Conformer-Based Speech Recognition On Extreme Edge-Computing Devices
Mingbin Xu, Alex Jin, Sicheng Wang, Mu Su, Tim Ng, Henry Mason, Shiyi Han, Zhihong Lei, Yaqiao Deng, Zhen Huang, Mahesh Krishnamoorthy
TL;DR
The paper tackles the challenge of delivering accurate, streaming Conformer-based end-to-end ASR on resource-constrained edge devices to preserve privacy through offline processing. It combines architectural adaptations (Depthwise Separable Convolution, streaming-friendly chunked attention), memory-aware graph execution, and numerical optimizations, including a Mean Absolute Deviation ($MAD$) pre-normalizer for a robust $L_p$-norm normalization, with a scaled softmax approach to suit hardware limitations. Experiments on iPhone XR and Apple Watch Series 7 show up to 0.19 RTF and a 5.26× speedup over real time, along with substantial energy reductions while maintaining WER comparable to FP32 baselines.
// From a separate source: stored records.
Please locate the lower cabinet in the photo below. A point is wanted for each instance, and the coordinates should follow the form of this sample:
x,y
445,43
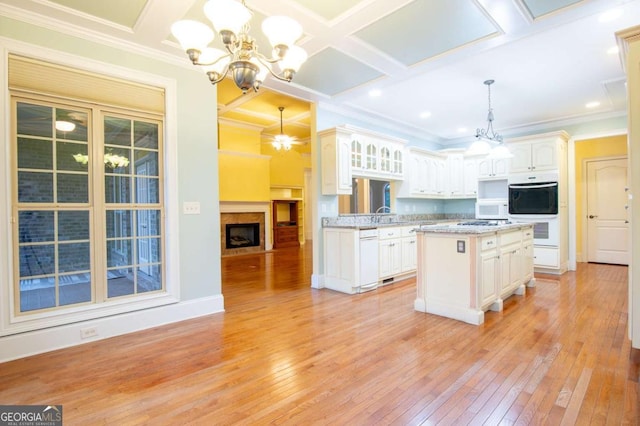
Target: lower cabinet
x,y
462,275
389,252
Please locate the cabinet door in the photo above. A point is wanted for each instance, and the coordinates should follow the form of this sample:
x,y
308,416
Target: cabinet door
x,y
544,156
455,163
521,160
409,254
356,153
344,166
500,167
470,184
487,288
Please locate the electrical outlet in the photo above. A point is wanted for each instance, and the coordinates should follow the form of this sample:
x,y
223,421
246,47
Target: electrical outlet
x,y
191,207
88,332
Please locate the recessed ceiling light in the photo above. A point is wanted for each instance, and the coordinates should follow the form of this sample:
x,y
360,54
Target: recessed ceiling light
x,y
610,15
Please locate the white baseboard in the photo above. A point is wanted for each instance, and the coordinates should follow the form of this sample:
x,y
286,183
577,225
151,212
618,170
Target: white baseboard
x,y
39,341
317,281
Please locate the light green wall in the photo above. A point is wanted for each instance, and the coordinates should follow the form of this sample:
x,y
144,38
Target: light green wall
x,y
197,172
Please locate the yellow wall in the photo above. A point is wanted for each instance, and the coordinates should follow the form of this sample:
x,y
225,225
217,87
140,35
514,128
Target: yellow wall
x,y
248,168
612,146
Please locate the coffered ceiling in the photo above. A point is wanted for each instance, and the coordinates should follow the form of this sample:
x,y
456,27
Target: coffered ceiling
x,y
415,66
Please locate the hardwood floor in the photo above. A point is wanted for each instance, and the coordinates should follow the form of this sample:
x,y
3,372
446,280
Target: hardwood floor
x,y
284,353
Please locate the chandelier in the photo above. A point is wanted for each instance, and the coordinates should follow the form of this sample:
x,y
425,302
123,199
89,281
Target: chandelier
x,y
242,60
488,141
282,141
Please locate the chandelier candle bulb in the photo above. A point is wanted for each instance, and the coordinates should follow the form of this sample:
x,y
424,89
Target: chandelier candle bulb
x,y
242,59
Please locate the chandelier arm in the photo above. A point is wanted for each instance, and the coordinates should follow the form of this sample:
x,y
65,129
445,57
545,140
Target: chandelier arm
x,y
266,63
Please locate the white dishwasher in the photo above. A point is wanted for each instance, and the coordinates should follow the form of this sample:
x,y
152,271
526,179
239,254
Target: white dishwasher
x,y
368,260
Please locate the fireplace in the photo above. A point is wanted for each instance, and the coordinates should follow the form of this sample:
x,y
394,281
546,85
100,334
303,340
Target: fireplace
x,y
240,235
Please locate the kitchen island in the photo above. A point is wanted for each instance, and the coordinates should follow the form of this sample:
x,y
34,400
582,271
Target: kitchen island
x,y
468,268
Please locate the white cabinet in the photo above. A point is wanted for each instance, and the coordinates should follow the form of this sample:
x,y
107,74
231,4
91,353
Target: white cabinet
x,y
389,252
493,168
470,177
341,259
455,183
511,263
335,153
535,156
409,250
487,274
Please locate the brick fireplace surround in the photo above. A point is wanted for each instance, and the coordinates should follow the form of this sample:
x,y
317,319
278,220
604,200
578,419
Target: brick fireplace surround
x,y
245,212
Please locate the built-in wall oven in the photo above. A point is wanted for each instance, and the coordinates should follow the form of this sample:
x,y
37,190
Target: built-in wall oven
x,y
533,195
534,199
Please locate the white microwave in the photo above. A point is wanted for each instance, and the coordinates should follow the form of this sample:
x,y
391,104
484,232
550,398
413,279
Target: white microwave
x,y
492,208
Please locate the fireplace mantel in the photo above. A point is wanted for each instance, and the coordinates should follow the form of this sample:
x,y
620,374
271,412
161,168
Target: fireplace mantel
x,y
252,207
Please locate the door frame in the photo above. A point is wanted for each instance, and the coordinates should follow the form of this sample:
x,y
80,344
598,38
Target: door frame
x,y
583,179
571,175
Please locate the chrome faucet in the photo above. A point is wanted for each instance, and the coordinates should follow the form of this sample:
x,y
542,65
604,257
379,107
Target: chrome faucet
x,y
380,210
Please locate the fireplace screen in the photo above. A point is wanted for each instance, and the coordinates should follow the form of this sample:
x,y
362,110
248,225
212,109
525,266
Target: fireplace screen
x,y
242,235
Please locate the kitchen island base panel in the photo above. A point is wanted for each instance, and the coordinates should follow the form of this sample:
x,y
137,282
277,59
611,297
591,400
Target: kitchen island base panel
x,y
468,315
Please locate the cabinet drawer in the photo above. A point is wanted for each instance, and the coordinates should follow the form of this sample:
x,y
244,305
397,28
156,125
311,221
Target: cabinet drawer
x,y
527,235
488,243
408,231
546,257
389,232
512,237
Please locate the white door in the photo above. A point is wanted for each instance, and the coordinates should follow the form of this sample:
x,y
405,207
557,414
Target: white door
x,y
607,222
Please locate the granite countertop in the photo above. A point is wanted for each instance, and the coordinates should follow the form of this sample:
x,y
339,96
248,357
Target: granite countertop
x,y
369,221
470,229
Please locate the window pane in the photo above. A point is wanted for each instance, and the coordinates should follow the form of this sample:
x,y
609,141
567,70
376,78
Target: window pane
x,y
35,120
37,260
119,253
73,225
147,191
75,288
116,160
37,294
76,118
73,257
35,187
145,135
119,224
146,163
35,226
117,131
72,156
35,154
148,223
149,279
148,250
120,282
73,188
117,189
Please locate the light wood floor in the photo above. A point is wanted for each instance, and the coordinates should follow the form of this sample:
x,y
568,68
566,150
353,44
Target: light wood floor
x,y
284,353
The work provides a general theory for numerical stabilization that can be applied to other transformer-based server-free AI tasks on edge hardware.
Abstract
With increasingly more powerful compute capabilities and resources in today's devices, traditionally compute-intensive automatic speech recognition (ASR) has been moving from the cloud to devices to better protect user privacy. However, it is still challenging to implement on-device ASR on resource-constrained devices, such as smartphones, smart wearables, and other smart home automation devices. In this paper, we propose a series of model architecture adaptions, neural network graph transformations, and numerical optimizations to fit an advanced Conformer based end-to-end streaming ASR system on resource-constrained devices without accuracy degradation. We achieve over 5.26 times faster than realtime (0.19 RTF) speech recognition on smart wearables while minimizing energy consumption and achieving state-of-the-art accuracy. The proposed methods are widely applicable to other transformer-based server-free AI applications. In addition, we provide a complete theory on optimal pre-normalizers that numerically stabilize layer normalization in any Lp-norm using any floating point precision.